In response, Lt. Ray Kelly, a department spokesman, wholeheartedly agreed with Sanchez, blaming the problem on the sheriff's administration. He said that what happened to the deputies was "horrible."
On Monday, KTVU first reported that 47 Alameda County Sheriff's deputies were told Sept. 23 that they were relieved of their law enforcement duties because they received unsatisfactory results on their psychological examinations dating back to 2016.
That means the deputies – roughly 5% of the 1,000-member sworn force – who received "D. Not Suited" will be stripped of their arresting powers and firearms, but they will retain their pay and benefits.
That number has since dropped to 44, as three of those deputies had passed a re-test, which had been overlooked the first time around, Kelly said.

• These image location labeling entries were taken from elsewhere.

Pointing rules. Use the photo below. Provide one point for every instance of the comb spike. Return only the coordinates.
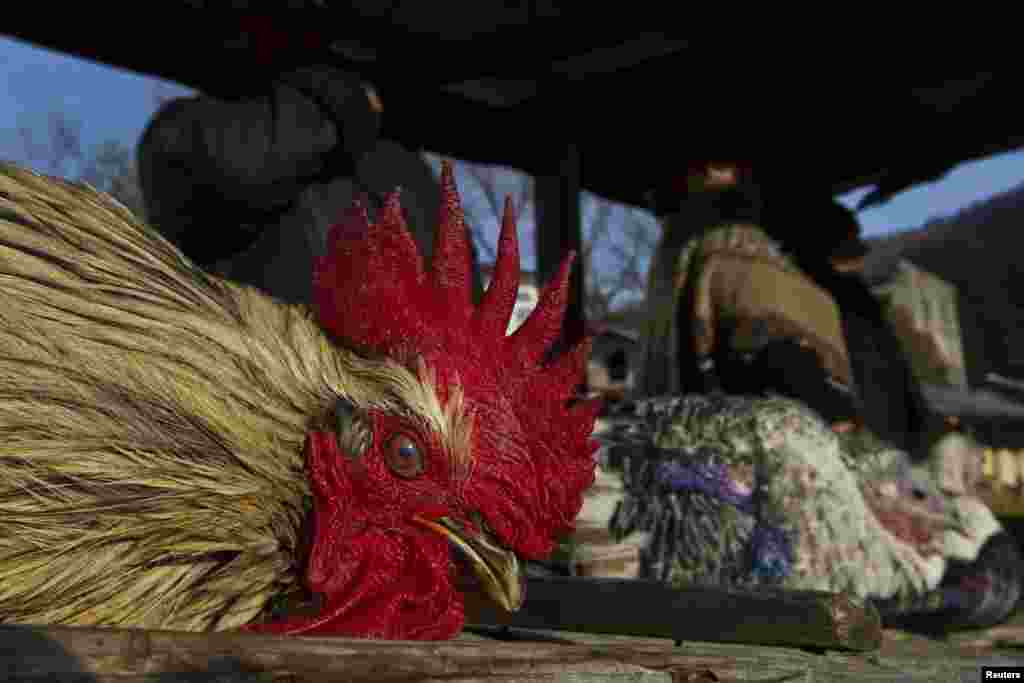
(541, 330)
(499, 301)
(392, 219)
(453, 254)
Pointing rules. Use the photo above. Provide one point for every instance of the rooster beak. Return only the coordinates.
(497, 567)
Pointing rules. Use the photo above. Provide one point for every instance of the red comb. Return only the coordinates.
(374, 294)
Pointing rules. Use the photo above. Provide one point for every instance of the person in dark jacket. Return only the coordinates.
(892, 403)
(249, 186)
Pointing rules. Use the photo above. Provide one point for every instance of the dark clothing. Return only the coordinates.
(893, 406)
(249, 187)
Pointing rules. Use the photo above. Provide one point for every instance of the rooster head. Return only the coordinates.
(478, 440)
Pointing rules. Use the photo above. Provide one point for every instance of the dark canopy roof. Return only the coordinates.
(508, 85)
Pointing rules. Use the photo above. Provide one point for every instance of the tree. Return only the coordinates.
(617, 241)
(110, 167)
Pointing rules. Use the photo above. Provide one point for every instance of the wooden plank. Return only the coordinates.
(559, 228)
(98, 655)
(622, 606)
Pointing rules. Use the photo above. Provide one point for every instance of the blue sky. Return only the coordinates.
(116, 104)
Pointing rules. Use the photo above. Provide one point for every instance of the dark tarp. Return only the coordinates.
(511, 83)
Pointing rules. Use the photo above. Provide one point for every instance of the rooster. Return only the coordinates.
(182, 453)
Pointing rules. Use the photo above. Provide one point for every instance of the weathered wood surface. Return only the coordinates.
(102, 655)
(792, 619)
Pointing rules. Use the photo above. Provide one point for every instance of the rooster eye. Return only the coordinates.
(403, 457)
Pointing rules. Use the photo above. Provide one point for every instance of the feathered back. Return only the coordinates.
(152, 419)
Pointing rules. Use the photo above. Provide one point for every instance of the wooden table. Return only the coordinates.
(101, 655)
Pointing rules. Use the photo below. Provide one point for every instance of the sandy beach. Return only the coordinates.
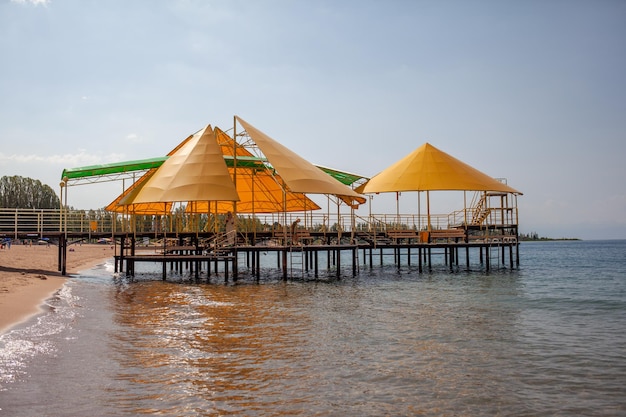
(29, 275)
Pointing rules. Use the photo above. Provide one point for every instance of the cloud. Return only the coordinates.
(134, 138)
(35, 2)
(67, 160)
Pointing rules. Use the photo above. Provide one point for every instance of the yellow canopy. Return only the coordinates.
(194, 172)
(121, 203)
(259, 187)
(428, 169)
(298, 174)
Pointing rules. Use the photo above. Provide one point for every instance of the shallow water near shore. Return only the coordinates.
(545, 339)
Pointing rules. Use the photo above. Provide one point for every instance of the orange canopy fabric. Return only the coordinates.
(429, 169)
(298, 174)
(260, 188)
(194, 172)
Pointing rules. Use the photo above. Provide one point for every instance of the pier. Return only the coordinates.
(189, 255)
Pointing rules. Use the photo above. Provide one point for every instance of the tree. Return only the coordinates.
(26, 193)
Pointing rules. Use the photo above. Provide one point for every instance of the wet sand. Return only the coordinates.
(29, 275)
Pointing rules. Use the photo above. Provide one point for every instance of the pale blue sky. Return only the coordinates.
(533, 91)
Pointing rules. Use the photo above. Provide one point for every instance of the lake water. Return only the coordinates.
(546, 339)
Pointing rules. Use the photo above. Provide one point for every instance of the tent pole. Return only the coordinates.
(419, 210)
(428, 209)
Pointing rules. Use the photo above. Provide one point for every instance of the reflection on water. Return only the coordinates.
(365, 347)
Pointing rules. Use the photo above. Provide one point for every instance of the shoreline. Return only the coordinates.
(29, 276)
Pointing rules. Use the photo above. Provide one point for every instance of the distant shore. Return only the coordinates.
(29, 275)
(546, 239)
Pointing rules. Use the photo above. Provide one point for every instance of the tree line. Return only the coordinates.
(27, 193)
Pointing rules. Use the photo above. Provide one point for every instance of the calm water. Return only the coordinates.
(546, 339)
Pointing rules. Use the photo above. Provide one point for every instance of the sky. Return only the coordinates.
(530, 91)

Roughly 30 of those deputies work in Santa Rita Jail, where Sanchez has been a commander. The jail has seen 59 in-custody deaths since 2014.
According to the Commission on Peace Officer Standards and Training, or POST, it is a violation of state law to hire a peace officer if they get an unsuitable mark on their psych exam.
Ahern promised the deputies to aid them with getting a second test in the next couple of months. It's unclear how many will pass the second time around.
Sanchez's statement did not discuss the re-testing issue.
According to POST rules, candidates are given a multiple choice exam to "protect public safety" and ensure that law enforcement hires are "free from any mental condition, including bias against race or ethnicity, gender, nationality, religion, disability or sexual orientation that might adversely affect" their exercise of power. The test also tries to ensure that the candidate is "capable of withstanding the psychological demands of the position."
The test assesses behaviors such as integrity, maturity and control, dependability, attention to detail, leadership, flexibility, teamwork and initiative, to name a few attributes. The test also seeks to uncover "counterproductive work behaviors," such as substance abuse, anxiety, depression and anger issues.
The sheriff's office acknowledged that the audit of the psych exams was a direct result of the double homicide that former Deputy Devin Williams Jr., 24, is accused of committing on Sept. 7 when he killed a husband and wife, with whom he was having an affair, in their Dublin home.
Four sources told KTVU that he had failed his psych exam.